Eduardo Cunha diz que Procuradoria agiu como 'aparelho político'

Após ter nome incluído na lista da Lava Jato, presidente da Câmara usou as redes sociais para desmentir acusações

Daiene Cardoso , O Estado de S. Paulo

07 de março de 2015 | 11h37

BRASÍLIA - Confirmado oficialmente como investigado na Operação Lava Jato, o presidente da Câmara dos Deputados, Eduardo Cunha (PMDB-RJ), usou as redes sociais durante a madrugada para desmentir as acusações e atacar a Procuradoria Geral da República. O peemedebista diz que a peça apresentada pelo procurador ao Supremo Tribunal Federal (STF) é uma "piada" e que o inquérito foi proposto por motivação política. "É mais uma alopragem que responderei e desmontarei com relativa facilidade", escreveu no Twitter.

Na opinião de Cunha, a PGR agiu como "aparelho visando a imputação política de indícios como se todos fossem partícipe da mesma lama" e considerou "lamentável" ver a instituição se "prestar a esse papel" para que o procurador-geral Rodrigo Janot seja reconduzido ao cargo.

"Sabemos exatamente o jogo político que aconteceu e não dá para ficar calado sem denunciar a politização e aparelhamento da PGR", declarou. "Eles estão a serviço de quem? Pelo critério do indício o PGR só será reconduzido se for da vontade do executivo", emendou. As mesmas ponderações foram colocadas em nota na página oficial.
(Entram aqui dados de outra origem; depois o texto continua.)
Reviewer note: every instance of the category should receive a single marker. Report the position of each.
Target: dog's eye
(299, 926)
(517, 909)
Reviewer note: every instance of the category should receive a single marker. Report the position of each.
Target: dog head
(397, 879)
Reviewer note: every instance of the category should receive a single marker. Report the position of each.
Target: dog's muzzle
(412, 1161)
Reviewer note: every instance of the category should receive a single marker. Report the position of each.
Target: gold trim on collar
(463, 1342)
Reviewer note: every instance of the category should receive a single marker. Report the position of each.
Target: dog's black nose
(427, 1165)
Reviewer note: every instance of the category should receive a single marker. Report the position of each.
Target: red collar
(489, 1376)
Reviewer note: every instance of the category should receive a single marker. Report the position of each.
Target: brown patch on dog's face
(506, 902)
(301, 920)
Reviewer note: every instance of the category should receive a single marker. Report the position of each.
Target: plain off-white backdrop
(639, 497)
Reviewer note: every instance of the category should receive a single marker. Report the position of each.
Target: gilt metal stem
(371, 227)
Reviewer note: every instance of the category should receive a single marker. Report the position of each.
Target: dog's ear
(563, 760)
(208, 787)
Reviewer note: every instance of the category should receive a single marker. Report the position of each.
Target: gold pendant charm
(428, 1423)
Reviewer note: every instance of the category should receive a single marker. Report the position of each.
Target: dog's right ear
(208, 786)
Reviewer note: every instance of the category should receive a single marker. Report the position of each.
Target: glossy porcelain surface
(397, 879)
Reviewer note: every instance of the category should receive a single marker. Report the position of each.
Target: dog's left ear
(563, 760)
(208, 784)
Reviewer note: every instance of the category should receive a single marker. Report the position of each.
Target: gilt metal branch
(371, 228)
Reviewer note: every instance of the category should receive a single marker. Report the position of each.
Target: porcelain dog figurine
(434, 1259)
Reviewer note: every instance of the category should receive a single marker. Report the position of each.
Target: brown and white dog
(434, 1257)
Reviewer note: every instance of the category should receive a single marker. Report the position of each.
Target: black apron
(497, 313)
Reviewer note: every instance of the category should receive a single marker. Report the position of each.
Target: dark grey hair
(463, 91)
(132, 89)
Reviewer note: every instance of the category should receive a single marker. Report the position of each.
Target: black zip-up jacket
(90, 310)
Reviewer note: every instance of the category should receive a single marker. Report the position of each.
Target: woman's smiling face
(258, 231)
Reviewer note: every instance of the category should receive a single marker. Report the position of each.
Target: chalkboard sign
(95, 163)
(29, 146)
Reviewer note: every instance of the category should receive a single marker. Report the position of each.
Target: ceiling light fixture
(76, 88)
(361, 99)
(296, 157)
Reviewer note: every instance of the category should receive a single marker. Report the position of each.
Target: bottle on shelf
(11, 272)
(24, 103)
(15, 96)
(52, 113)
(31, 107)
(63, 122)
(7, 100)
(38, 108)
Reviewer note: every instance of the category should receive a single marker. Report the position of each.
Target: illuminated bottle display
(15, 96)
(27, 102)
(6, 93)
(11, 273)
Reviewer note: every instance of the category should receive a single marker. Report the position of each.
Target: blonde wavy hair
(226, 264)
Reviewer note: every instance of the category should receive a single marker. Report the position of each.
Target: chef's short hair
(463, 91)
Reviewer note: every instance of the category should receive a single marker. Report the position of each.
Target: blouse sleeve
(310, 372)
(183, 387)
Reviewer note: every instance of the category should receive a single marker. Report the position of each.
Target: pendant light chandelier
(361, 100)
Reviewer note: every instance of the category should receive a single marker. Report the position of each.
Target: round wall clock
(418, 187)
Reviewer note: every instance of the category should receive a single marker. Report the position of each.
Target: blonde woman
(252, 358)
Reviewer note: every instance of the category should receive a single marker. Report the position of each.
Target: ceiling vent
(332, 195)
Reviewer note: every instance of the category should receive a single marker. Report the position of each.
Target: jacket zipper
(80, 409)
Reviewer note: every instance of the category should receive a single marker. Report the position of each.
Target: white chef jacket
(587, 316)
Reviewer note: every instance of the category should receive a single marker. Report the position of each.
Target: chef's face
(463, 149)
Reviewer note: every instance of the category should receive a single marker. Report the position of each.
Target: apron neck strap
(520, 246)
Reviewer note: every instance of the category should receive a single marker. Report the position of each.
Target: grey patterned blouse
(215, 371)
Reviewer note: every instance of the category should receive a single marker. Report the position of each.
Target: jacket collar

Em um longo desabafo, o peemedebista nega que o lobista Fernando Baiano não representava o PMDB da Câmara e do Senado e que o partido não indicou o ex-diretor da Petrobras Paulo Roberto Costa. Ele afirma que há vários "absurdos" na peça de Janot. "É uma piada essa peça do procurador e causa estranheza que não tenha me pedido explicações, como aliás sempre foi praxe na PGR", insistiu.

Cunha também critica o que ele chama de criminalização da sua doação oficial de campanha sem fazer o mesmo com outros políticos. "É um acinte à inteligência de quem quer que seja", enfatizou. "Imaginem só todas as campanhas majoritárias, incluindo Dilma, Aécio e todas as outras também receberam doações dessas empresas", emendou. Ele questiona os depoimentos após sua eleição para presidência da Câmara e as doações como indícios justificando a abertura de investigação.

Entre comentários sobre a peça da PGR e explicações para a acusação de corrupção passiva e lavagem de dinheiro, Cunha afirmou que vinha a público detalhar "vírgula a vírgula dessa indecente petição do PGR, que certamente vai envergonhar muitos dessa respeitosa instituição". O peemedebista destacou que ele e ao senador do PSDB, Antonio Anastasia (MG), querem saber a quem interessa misturar seus nomes "a essa corrupção odienta". Ele voltou a dizer que se colocará à disposição para falar à Comissão Parlamentar de Inquérito (CPI) da Petrobras.